Finished up my final studio project today. Hung 100 photos on the wall in a Wolfgang Tillman order. My thumbs hurt from the 400 odd pins I stuck to hold them. My final exhibition was decided on because I wanted to take something from my real life. My travel and experience from my time spent abroad. My life is my work. So with that in mind I used my time in the south island as a base. Thus named “Three Weeks.”
Here’s my artist statement for a better understanding of the work, along with a few photos I’ll add to the end of this entry…
I grew up in Lawrence, Kansas and at the age of twenty-one I decided to leave the country and move to New Zealand for six months. A much-needed holiday on an island most people don’t even know exists. Or even if they actually have heard, they think it is located in Europe and not the southern hemisphere where it presides.
It was due time for me to leave the nest and go out to embark on my own travels. Six months was a good length.
I’ll be honest, the homesickness never caught on. Maybe a smidge, but it was never enough to be calling home crying and saying I’ll be catching the next flight back to Kansas. I loved it here. There was no question about it. New Zealand was everything I ever wanted compacted into one little place and uncorrupted by the rest of the world. It was simply choice.

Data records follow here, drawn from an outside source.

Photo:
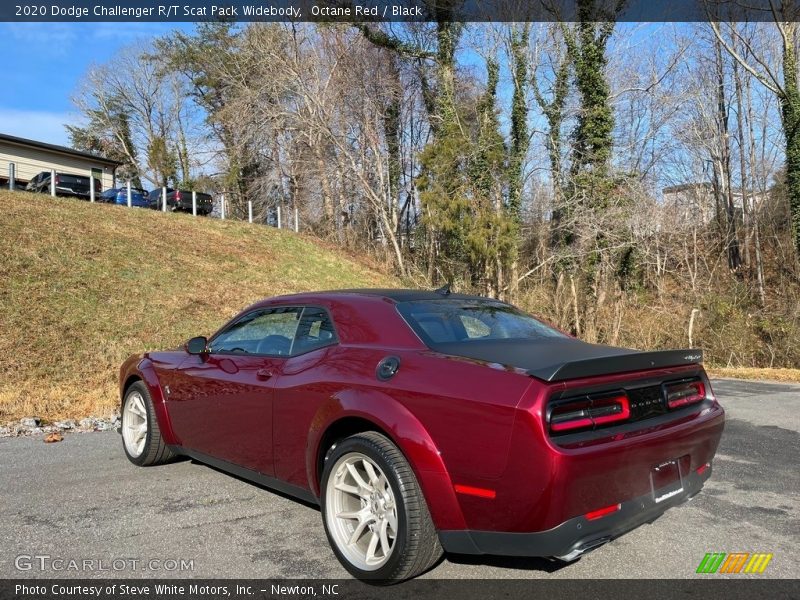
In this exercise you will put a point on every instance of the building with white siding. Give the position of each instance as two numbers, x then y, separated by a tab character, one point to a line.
27	158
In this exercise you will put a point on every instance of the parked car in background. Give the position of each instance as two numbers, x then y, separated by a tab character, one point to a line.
181	200
427	421
139	197
67	184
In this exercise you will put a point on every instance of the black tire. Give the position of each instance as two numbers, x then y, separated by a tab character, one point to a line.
155	451
417	546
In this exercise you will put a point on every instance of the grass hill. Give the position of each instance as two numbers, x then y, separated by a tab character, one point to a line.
84	285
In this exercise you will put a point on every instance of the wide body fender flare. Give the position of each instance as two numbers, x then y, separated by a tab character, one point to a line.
405	430
143	369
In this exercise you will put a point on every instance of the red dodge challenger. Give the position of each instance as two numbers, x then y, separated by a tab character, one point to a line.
424	422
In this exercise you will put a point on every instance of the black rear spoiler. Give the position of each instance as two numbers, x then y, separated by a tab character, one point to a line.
618	363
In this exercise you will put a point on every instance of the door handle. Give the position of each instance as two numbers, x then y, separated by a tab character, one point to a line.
264	374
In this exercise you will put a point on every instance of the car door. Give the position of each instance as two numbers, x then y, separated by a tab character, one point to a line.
221	403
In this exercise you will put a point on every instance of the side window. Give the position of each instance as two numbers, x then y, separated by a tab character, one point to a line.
314	331
269	331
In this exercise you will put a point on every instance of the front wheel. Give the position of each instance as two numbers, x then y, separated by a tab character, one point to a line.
374	513
141	436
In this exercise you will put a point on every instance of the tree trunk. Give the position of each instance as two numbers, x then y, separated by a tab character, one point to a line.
790	112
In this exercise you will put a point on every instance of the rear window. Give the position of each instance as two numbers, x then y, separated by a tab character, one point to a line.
446	321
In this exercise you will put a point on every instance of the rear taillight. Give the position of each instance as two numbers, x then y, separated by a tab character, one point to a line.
602	512
684	393
588	412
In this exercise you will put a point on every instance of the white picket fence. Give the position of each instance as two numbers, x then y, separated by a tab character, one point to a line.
12	185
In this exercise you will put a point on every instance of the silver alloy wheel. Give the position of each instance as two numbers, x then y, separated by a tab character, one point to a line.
134	424
361	511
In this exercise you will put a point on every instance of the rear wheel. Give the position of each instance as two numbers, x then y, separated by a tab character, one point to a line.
141	436
374	513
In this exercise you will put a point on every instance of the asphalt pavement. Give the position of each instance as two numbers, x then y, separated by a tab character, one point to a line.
90	513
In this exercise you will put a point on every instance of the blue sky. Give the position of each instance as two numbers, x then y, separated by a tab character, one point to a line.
43	66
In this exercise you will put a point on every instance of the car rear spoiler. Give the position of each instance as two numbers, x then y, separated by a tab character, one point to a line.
618	363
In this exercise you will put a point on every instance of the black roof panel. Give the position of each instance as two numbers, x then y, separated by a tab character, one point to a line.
406	295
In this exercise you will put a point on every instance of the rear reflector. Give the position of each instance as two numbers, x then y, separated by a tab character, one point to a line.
589	412
683	394
602	512
473	491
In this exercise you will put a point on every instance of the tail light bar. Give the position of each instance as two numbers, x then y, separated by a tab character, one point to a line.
588	412
684	393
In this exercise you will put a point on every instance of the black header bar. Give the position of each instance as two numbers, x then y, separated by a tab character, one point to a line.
395	10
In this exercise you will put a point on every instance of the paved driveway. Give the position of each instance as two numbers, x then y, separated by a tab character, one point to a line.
81	499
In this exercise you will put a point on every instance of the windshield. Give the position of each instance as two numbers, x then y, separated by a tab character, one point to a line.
467	320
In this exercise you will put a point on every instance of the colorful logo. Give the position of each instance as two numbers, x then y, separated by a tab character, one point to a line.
737	562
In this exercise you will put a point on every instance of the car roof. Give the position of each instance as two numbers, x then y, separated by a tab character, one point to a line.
395	294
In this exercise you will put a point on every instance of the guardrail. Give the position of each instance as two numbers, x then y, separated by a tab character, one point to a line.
13	183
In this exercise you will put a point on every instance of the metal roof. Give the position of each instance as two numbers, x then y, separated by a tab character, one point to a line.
54	148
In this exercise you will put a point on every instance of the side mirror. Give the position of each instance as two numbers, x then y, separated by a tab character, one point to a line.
198	345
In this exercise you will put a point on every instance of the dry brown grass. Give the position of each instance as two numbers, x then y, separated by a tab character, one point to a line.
782	375
83	286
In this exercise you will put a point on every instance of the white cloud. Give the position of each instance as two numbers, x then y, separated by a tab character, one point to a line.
42	126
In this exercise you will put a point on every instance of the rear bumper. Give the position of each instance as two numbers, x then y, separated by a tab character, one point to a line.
571	538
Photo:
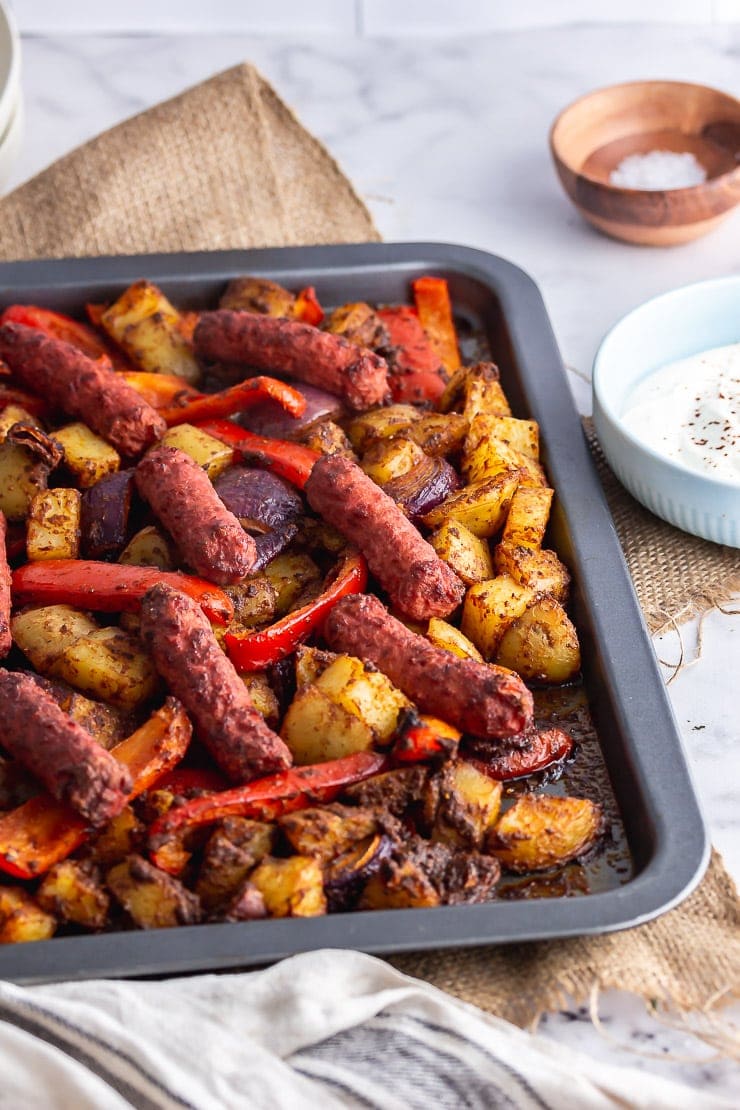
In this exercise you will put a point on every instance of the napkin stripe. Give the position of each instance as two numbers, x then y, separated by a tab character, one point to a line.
80	1045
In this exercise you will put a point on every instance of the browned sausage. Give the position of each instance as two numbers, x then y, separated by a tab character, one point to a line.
210	537
407	567
297	350
189	658
59	752
6	578
81	387
479	699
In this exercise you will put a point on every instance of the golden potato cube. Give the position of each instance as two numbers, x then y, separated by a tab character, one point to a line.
540	571
541	644
540	831
122	836
366	694
452	639
211	454
148	326
379	424
87	455
111	665
21	918
490	607
72	891
291	887
482	507
528	515
53	525
44	634
290	575
22	476
391	458
149	547
152	898
316	728
468	805
465	553
14	414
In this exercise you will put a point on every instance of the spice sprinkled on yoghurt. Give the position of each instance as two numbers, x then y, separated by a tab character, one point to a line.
689	412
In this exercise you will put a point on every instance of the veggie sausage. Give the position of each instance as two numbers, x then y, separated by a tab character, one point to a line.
59	752
407	567
6	579
81	386
479	699
180	492
188	656
297	350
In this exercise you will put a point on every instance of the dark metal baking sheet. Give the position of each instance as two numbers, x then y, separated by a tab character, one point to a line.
637	732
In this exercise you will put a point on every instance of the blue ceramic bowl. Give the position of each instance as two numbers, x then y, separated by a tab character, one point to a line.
668	328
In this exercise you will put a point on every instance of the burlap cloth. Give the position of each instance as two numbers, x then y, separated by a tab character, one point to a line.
226	164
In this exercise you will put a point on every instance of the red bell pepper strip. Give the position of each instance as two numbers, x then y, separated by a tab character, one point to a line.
244	395
264	799
110	587
435	313
59	326
291	461
42	831
546	747
259	649
160	391
422	737
307	308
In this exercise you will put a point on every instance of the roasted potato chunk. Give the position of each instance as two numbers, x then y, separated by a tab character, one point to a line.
540	831
152	898
21	918
73	891
465	553
149	329
541	644
291	887
53	525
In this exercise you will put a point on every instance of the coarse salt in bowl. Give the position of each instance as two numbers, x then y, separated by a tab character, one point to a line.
676	325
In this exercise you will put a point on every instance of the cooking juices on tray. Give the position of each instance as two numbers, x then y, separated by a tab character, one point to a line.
371	604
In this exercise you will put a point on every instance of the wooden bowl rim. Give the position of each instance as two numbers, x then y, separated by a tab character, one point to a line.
686	190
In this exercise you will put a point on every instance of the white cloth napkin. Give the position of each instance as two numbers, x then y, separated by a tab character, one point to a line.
325	1029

I’d always wanted to travel abroad. For once, experience what I’d grown up reading about in books. The pictures of other cultures, the landscapes of foreign lands are what deeply intrigued me. Studying the likes of Ansel Adams, Edward Weston, Martin Parr, Richard Misrach, William Eggleston, and Wim Wenders. I had grown intensely, and was overflowing with an urge to go out and discover what a foreign place could offer me. Looking with new eyes and insight, and to tell a story as a girl from Kansas could only tell.
I wanted to immerse myself in photography through travel and retain that intimate connection. So with school holiday in the midst three friends and I rented a van and ventured down to the south island of New Zealand, for what would be the road trip of a lifetime. Three weeks trapped in a van and bringing new meaning to a vagabonding experience.

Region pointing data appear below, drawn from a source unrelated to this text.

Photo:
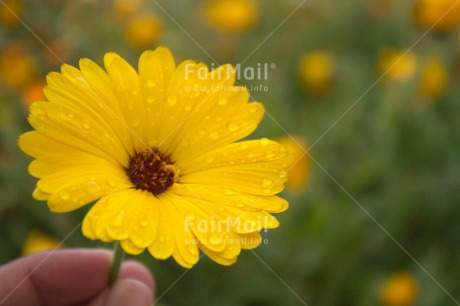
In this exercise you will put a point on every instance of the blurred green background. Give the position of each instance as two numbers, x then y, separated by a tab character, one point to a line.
370	86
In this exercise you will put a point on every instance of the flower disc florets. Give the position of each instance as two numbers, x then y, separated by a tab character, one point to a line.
151	171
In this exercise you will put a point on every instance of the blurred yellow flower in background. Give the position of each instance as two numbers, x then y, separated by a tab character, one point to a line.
401	289
317	72
37	241
143	30
157	151
434	79
299	171
125	8
33	92
10	11
397	65
232	15
17	67
442	15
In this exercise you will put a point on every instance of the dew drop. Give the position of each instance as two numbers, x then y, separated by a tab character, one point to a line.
214	135
229	192
223	100
267	182
112	181
151	99
151	83
64	194
192	249
264	141
214	239
233	127
120	217
85	124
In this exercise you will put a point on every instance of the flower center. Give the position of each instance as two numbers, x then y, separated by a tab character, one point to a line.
152	171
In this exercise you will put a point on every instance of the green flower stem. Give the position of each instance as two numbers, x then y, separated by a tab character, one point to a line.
118	255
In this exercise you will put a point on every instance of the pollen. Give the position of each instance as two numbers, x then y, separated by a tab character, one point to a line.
152	171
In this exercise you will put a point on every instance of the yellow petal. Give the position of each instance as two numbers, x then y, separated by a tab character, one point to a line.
131	248
186	250
163	245
126	86
125	215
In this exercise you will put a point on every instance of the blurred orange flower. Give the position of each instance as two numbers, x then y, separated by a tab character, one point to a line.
401	289
38	241
442	15
17	67
299	171
434	79
317	71
232	15
398	66
143	31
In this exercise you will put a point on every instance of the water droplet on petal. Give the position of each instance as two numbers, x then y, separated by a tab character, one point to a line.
64	194
192	249
151	83
243	146
112	181
214	135
119	218
267	182
264	141
172	100
214	239
85	124
229	192
233	127
223	100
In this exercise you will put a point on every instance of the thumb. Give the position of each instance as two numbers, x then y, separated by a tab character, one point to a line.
125	292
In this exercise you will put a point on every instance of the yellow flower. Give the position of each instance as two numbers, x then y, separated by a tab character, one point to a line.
232	15
299	171
38	241
397	66
400	290
317	70
442	15
434	79
157	150
143	31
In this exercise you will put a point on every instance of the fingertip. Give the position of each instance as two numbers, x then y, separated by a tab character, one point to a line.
129	292
134	270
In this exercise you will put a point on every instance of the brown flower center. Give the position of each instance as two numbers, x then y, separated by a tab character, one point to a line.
152	171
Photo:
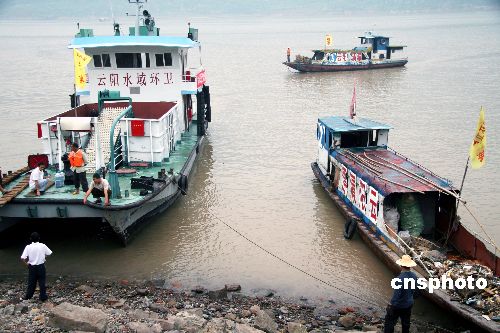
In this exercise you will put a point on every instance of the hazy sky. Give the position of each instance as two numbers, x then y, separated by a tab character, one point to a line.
53	9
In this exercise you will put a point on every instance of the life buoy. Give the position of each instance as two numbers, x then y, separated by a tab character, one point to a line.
183	184
350	228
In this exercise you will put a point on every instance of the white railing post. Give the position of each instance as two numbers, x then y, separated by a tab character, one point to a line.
50	143
151	140
61	142
97	146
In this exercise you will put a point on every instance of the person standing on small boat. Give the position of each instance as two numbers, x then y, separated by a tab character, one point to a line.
78	160
3	190
34	256
38	182
99	189
402	299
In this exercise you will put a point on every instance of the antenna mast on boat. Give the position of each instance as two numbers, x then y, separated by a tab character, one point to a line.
138	15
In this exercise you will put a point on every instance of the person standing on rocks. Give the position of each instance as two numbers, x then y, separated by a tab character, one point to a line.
34	256
402	299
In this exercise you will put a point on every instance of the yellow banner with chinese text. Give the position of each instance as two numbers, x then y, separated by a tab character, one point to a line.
81	60
478	145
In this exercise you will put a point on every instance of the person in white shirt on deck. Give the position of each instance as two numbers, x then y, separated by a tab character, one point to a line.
99	189
34	256
38	182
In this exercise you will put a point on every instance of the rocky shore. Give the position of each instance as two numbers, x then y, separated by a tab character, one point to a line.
151	306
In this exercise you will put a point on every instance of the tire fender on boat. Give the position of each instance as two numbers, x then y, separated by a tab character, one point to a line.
350	228
183	184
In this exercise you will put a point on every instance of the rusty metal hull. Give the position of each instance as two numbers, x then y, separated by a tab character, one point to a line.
308	68
388	254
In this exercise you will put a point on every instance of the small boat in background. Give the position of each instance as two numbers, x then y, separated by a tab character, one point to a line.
400	207
374	52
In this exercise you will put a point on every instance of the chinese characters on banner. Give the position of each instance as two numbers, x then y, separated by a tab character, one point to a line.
80	60
476	153
344	57
135	79
357	191
201	78
344	181
328	40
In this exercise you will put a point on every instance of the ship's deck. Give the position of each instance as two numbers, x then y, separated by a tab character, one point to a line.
390	171
176	161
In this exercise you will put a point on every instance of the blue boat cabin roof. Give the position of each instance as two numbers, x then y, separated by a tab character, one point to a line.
346	124
110	41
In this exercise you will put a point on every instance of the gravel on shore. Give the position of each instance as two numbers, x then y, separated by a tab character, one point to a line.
152	306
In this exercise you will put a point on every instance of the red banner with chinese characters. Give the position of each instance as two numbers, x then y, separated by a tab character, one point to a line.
137	128
200	79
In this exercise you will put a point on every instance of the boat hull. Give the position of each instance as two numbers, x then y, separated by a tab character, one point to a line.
124	220
388	254
308	68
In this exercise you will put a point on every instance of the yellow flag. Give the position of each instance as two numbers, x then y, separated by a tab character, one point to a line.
81	60
478	145
328	40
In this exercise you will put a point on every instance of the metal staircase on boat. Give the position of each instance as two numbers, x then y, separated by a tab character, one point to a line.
100	138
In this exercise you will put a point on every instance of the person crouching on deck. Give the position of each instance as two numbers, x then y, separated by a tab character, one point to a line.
77	160
38	181
402	299
99	189
34	257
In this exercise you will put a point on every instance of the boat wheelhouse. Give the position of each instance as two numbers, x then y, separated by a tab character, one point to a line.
400	207
140	114
374	51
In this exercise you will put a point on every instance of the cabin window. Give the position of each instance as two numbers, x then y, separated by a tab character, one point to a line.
164	59
354	139
168	59
373	138
106	60
97	60
101	60
128	60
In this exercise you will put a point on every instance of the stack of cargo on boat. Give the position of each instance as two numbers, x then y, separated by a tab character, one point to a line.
373	52
398	206
144	113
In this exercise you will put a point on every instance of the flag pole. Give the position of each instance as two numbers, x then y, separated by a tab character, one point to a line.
463	180
74	99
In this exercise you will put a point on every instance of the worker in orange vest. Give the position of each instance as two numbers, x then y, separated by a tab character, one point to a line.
78	160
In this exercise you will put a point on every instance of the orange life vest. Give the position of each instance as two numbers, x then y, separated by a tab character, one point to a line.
76	159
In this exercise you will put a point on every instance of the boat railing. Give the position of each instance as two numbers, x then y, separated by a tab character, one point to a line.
113	177
189	75
419	165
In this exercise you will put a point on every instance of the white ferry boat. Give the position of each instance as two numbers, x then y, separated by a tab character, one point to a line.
140	114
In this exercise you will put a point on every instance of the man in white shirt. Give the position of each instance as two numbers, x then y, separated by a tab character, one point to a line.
38	182
99	189
34	256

Wellington, my first ever ferry boat right, Able Tasman National Park, the glorious western coast, Fox Glacier, mountainous Queenstown, etc. It was all just words in our travel guide. And with each passing day we began to really unearth what this heavenly place had to offer. We beyond doubt felt like children at Christmas with the big eyes and the surprises that lay under the tree.
Keeping a journal of every passing day. Photographing to the extent of filling up my friends hard drive, I realized that no picture or video could ever do true justice to what New Zealand appeared. It was then that I wanted to really step out of the realm of typical travel and really try and focus on my three weeks at hand. From the words of Max Pam my photographs aid memoir for a moment shared on the road. For each photograph is shaped by incidents experienced as a traveler, a record of an experience, and a personal account of an encounter somewhere in the world. My three weeks is not simply a photograph of a past but exists for each viewer as an experience in the present.